Thrombosis risk in myeloproliferative disorders (ET, PV) is 10-20% over 10 years. Aspirin 75 mg daily reduces arterial thrombosis by 60%. Hydroxyurea or cytoreductive therapy is added if high-risk (age >60, prior thrombosis).
Exercise improves quality of life and reduces fatigue in haematological malignancy. A Cochrane review (2019) showed moderate exercise reduces cancer-related fatigue by 30% (effect size 0.3). Avoid exercise if platelet count <50 × 10⁹/L (bleeding risk).
Monitor WCC trajectory, watch for red-flag symptoms, and re-refer if malignancy suspected. Patients with persistent leucocytosis require long-term surveillance.
WCC trajectory is more important than absolute value. A rising WCC (e.g., 12 → 15 → 20 over 3 months) suggests malignancy or evolving myeloproliferative disorder even if each individual value is not alarm-level.
CLL progression occurs in 1-2% per year. Criteria for starting treatment (Rai staging progression): doubling time <6 months, new cytopenia, progressive lymphadenopathy, or B symptoms. Primary care monitoring detects these early.

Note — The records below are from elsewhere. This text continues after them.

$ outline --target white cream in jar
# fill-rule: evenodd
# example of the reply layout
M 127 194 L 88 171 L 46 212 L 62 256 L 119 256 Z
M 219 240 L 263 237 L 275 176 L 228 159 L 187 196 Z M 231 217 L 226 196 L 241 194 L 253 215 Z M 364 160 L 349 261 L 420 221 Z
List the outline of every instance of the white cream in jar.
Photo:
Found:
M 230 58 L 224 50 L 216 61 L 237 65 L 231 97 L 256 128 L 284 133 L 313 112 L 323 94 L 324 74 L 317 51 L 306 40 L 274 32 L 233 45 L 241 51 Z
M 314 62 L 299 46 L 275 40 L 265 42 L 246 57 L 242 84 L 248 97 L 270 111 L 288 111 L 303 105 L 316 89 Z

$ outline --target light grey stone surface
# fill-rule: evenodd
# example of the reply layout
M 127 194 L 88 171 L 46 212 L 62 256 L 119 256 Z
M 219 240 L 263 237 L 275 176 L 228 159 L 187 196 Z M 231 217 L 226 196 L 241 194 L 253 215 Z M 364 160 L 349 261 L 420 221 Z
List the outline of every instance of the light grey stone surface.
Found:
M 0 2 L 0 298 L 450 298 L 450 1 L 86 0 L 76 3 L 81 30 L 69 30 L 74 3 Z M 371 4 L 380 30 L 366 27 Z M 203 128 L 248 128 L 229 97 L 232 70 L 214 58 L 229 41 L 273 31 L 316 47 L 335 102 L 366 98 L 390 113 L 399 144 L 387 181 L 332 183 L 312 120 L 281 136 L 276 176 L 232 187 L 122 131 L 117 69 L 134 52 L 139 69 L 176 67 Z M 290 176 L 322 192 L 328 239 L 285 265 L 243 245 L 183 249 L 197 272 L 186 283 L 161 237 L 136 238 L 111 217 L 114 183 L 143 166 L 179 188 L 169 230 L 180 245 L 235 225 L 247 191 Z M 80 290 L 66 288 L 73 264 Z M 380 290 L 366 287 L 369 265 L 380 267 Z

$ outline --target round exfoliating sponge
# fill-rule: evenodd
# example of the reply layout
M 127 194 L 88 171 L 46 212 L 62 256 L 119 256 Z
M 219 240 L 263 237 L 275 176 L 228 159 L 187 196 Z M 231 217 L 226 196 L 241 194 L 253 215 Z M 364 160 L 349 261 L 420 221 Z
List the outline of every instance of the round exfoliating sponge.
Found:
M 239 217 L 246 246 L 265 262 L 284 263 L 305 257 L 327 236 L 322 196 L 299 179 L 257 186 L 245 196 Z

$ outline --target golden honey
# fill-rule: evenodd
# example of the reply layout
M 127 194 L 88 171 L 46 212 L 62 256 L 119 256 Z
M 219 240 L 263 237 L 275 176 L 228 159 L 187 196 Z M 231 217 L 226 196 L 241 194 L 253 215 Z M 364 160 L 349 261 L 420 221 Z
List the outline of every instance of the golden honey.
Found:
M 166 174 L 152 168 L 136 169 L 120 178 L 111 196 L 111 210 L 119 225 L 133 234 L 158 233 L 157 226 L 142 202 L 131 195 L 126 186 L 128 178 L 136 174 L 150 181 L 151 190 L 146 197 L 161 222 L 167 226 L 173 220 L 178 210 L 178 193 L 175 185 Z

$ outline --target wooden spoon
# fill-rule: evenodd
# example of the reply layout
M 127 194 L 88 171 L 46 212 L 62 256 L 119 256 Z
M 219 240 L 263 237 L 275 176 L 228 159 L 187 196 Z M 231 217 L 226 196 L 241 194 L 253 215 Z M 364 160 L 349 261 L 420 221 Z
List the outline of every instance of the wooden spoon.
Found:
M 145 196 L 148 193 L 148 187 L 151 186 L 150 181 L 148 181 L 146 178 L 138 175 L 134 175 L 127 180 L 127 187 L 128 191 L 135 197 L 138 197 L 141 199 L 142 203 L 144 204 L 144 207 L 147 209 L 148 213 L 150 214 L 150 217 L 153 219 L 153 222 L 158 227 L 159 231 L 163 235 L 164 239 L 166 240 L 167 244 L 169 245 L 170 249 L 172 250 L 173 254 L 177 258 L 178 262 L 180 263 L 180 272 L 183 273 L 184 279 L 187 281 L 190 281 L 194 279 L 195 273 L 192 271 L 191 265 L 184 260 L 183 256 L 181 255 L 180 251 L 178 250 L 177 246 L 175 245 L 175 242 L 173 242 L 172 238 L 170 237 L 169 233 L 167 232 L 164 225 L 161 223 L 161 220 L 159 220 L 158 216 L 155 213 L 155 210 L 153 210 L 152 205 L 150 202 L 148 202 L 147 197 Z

Hyperviscosity symptoms (headache, visual changes, confusion) are medical emergencies. At WCC >100, blood viscosity increases 3-5×, reducing cerebral perfusion. Mortality is 20-40% without emergency leukapheresis or chemotherapy within 24 hours.
Patient anxiety about leucocytosis is common. Clear explanation, regular monitoring, and low threshold for haematology referral reduces distress. Many patients fear cancer; early specialist reassurance (even if benign) improves quality of life.